Instacart owner Maplebear (CART) saw its stock fall alongside updated analyst coverage following the grocery delivery company’s most recent earnings report. Results were mixed for the quarter with earnings per share of 53 cents alongside $883 million in revenue, compared to Wall Street’s estimate of 38 cents and $891 million.
CART stock took an initial 1.18% beating yesterday after the release of its latest earnings report. That came with 9.24 million shares traded, compared to a three-month daily average of 4.24 million. The negative movement continues today with CART stock down 7.75% during pre-market trading. This is set to take a chunk out of its year-to-date gains of 17.77%.

CART Stock Analyst Ratings
Maplebear received a wave of updated analyst coverage following its Q4 earnings report. Most of that was reiterations of previous ratings and price targets. One change worth noting was five-star Morgan Stanley analyst Brian Nowak increased the firm’s price target for CART stock from $44 to $45 and maintained a Hold rating.
Bank of America Securities analyst Justin Post also reiterated a Hold rating for CART stock with a $53 price target. He points to slowing growth compared to the prior quarter as one reason for the rating. Additionally, Post believes Maplebear is a less attractive investment compared to delivery rivals DoorDash (DASH) and Uber (UBER).
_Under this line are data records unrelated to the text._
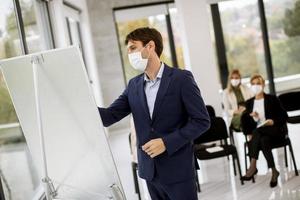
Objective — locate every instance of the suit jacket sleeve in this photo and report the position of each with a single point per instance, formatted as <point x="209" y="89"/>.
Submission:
<point x="119" y="109"/>
<point x="198" y="121"/>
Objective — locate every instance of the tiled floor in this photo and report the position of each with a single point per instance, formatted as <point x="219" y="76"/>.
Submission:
<point x="216" y="176"/>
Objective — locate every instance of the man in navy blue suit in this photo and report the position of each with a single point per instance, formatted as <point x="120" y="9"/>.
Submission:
<point x="168" y="112"/>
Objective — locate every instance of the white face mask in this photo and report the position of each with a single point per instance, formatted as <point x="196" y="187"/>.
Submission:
<point x="137" y="61"/>
<point x="235" y="82"/>
<point x="256" y="89"/>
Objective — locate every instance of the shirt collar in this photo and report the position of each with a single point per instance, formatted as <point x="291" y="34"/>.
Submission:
<point x="159" y="74"/>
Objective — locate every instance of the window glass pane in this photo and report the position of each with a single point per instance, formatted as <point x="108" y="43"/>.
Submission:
<point x="177" y="37"/>
<point x="242" y="34"/>
<point x="18" y="175"/>
<point x="158" y="22"/>
<point x="283" y="18"/>
<point x="32" y="30"/>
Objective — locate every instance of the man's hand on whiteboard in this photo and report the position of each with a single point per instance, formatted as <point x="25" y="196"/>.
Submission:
<point x="154" y="147"/>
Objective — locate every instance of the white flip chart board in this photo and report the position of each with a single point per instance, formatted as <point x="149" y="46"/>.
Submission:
<point x="79" y="160"/>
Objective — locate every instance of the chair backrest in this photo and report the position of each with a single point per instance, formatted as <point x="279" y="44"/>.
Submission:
<point x="217" y="131"/>
<point x="211" y="111"/>
<point x="290" y="100"/>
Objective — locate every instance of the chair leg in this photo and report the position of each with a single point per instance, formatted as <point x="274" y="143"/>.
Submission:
<point x="293" y="158"/>
<point x="245" y="156"/>
<point x="239" y="167"/>
<point x="285" y="157"/>
<point x="233" y="163"/>
<point x="197" y="182"/>
<point x="231" y="136"/>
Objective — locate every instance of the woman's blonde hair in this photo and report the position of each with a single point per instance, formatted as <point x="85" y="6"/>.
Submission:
<point x="234" y="71"/>
<point x="257" y="76"/>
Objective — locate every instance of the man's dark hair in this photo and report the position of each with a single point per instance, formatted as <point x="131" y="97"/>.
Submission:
<point x="145" y="35"/>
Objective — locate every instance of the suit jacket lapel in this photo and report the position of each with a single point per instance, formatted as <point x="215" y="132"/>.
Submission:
<point x="142" y="97"/>
<point x="163" y="88"/>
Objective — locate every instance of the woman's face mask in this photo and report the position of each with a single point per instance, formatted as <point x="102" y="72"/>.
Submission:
<point x="235" y="82"/>
<point x="137" y="61"/>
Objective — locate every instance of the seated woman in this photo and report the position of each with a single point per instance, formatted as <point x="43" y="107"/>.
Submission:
<point x="265" y="119"/>
<point x="234" y="98"/>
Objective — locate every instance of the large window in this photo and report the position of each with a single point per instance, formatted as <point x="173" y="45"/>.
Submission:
<point x="283" y="19"/>
<point x="18" y="175"/>
<point x="242" y="34"/>
<point x="253" y="46"/>
<point x="164" y="19"/>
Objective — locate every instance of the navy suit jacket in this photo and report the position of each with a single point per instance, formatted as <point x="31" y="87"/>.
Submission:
<point x="179" y="117"/>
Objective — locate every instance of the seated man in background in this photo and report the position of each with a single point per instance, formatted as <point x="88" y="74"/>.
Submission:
<point x="234" y="97"/>
<point x="265" y="119"/>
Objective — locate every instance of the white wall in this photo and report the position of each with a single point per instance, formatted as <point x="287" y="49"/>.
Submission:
<point x="198" y="49"/>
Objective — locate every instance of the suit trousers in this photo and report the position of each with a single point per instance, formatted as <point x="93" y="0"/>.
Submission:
<point x="185" y="190"/>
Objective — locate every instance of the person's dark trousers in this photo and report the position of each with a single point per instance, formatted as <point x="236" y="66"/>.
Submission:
<point x="185" y="190"/>
<point x="262" y="139"/>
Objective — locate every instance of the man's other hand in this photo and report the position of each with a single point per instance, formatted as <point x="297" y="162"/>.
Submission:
<point x="154" y="147"/>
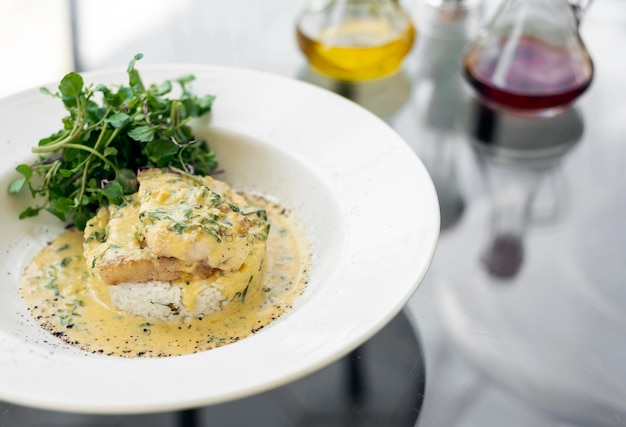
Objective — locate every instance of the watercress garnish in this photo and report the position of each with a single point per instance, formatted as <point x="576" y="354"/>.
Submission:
<point x="109" y="134"/>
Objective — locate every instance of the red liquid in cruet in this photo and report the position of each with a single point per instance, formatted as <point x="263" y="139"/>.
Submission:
<point x="539" y="77"/>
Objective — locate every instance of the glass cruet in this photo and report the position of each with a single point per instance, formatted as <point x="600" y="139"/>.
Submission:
<point x="354" y="40"/>
<point x="530" y="58"/>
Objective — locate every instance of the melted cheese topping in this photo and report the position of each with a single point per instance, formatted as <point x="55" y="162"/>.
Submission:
<point x="71" y="304"/>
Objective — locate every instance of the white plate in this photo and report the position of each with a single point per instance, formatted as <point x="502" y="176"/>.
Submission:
<point x="367" y="201"/>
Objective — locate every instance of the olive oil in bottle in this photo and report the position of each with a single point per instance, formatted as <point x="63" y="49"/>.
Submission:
<point x="356" y="40"/>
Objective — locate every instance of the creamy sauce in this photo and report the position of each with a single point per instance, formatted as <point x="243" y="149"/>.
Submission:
<point x="68" y="301"/>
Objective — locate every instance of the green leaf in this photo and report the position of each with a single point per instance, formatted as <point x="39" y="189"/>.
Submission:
<point x="118" y="120"/>
<point x="29" y="212"/>
<point x="142" y="133"/>
<point x="71" y="85"/>
<point x="25" y="170"/>
<point x="110" y="151"/>
<point x="16" y="185"/>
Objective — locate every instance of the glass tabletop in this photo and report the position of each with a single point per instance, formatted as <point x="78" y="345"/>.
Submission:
<point x="520" y="320"/>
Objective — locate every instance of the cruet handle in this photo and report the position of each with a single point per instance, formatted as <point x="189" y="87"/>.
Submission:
<point x="579" y="7"/>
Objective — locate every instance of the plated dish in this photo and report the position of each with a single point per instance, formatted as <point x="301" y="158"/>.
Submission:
<point x="364" y="199"/>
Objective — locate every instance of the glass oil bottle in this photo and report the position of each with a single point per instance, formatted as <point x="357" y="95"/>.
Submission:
<point x="354" y="40"/>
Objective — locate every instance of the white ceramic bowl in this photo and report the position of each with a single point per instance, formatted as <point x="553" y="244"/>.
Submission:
<point x="369" y="208"/>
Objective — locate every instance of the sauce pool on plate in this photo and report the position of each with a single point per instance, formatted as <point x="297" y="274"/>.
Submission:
<point x="69" y="302"/>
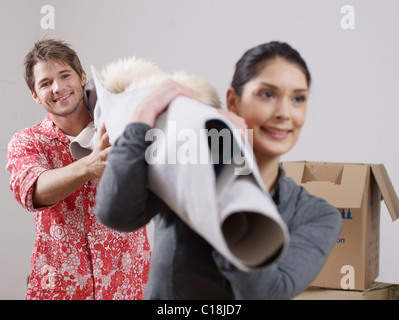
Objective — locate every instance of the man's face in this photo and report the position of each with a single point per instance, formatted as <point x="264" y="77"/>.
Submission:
<point x="58" y="87"/>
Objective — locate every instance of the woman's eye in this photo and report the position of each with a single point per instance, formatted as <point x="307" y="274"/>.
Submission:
<point x="266" y="94"/>
<point x="299" y="98"/>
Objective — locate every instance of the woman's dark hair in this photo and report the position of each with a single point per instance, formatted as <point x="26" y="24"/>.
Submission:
<point x="253" y="61"/>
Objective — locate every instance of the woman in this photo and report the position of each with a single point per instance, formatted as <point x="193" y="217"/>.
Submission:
<point x="269" y="95"/>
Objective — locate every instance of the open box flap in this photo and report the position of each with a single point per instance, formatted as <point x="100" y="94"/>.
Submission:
<point x="387" y="191"/>
<point x="342" y="185"/>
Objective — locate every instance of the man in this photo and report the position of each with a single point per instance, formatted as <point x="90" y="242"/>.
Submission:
<point x="74" y="256"/>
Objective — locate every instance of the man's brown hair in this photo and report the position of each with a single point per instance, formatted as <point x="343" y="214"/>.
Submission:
<point x="50" y="50"/>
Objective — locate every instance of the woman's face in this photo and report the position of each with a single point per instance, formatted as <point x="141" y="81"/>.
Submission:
<point x="273" y="105"/>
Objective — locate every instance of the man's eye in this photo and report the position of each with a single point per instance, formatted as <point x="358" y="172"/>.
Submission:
<point x="266" y="94"/>
<point x="299" y="98"/>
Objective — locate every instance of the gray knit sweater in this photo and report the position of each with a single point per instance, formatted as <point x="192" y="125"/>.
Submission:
<point x="184" y="265"/>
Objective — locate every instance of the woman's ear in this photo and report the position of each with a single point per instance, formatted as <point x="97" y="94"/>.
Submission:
<point x="232" y="100"/>
<point x="83" y="79"/>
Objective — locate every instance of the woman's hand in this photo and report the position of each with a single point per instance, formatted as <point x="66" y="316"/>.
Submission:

Adding to this is mixed Bank of America (BAC) card and Sensor Tower data suggesting a cautious outlook for the stock.
Is CART Stock a Buy, Sell, or Hold?
Turning to Wall Street, the analysts’ consensus rating for Maplebear is Moderate Buy based on 10 Buy and five Hold ratings over the last three months. With that comes an average price target of $53.79, a high of $65, and a low of $37. This represents a potential 10.27% upside for CART stock.